On 02/08/2019 08:21, Koenig, Christian wrote:


Am 02.08.2019 07:17 schrieb Lionel Landwerlin <lionel.g.landwer...@intel.com>:

    On 02/08/2019 08:08, Koenig, Christian wrote:

        Hi Lionel,

        Well that looks more like your test case is buggy.

        According to the code the ctx1 queue always waits for sem1 and
        ctx2 queue always waits for sem2.


    That's supposed to be the same underlying syncobj because it's
    exported from one VkDevice as opaque FD from sem1 and imported
    into sem2.


Well than that's still buggy and won't synchronize at all.

When ctx1 waits for a semaphore and then signals the same semaphore there is no guarantee that ctx2 will run in between jobs.

It's perfectly valid in this case to first run all jobs from ctx1 and then all jobs from ctx2.


That's not really how I see the semaphores working.

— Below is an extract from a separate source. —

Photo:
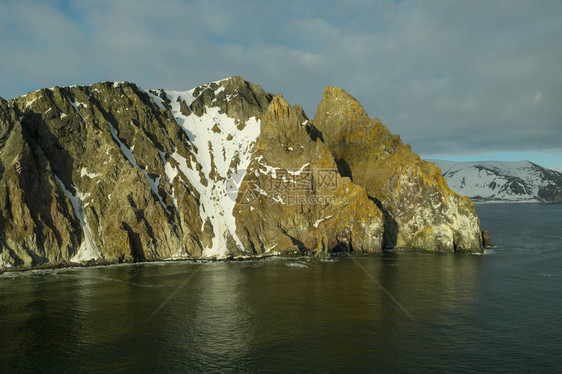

The spec describe VkSemaphore as an interface to an internal payload opaque to the application.


When ctx1 waits on the semaphore, it waits on the payload put there by the previous iteration.

Then it proceeds to signal it by replacing the internal payload.


ctx2 then waits on that and replaces the payload again with the new internal synchronization object.


The internal payload is a dma fence in our case and signaling just replaces a dma fence by another or puts one where there was none before.

So we should have created a dependecy link between all the submissions and then should be executed in the order of QueueSubmit() calls.


-Lionel



It only prevents running both at the same time and as far as I can see that still works even with threaded submission.

You need at least two semaphores for a tandem submission.

Regards,
Christian.



        This way there can't be any Synchronisation between the two.

        Regards,
        Christian.

        Am 02.08.2019 06:55 schrieb Lionel Landwerlin
        <lionel.g.landwer...@intel.com>
        <mailto:lionel.g.landwer...@intel.com>:
        Hey Christian,

        The problem boils down to the fact that we don't immediately
        create dma fences when calling vkQueueSubmit().
        This is delayed to a thread.

        From a single application thread, you can QueueSubmit() to 2
        queues from 2 different devices.
        Each QueueSubmit to one queue has a dependency on the previous
        QueueSubmit on the other queue through an exported/imported
        semaphore.

        From the API point of view the state of the semaphore should
        be changed after each QueueSubmit().
        The problem is that it's not because of the thread and because
        you might have those 2 submission threads tied to different
        VkDevice/VkInstance or even different applications
        (synchronizing themselves outside the vulkan API).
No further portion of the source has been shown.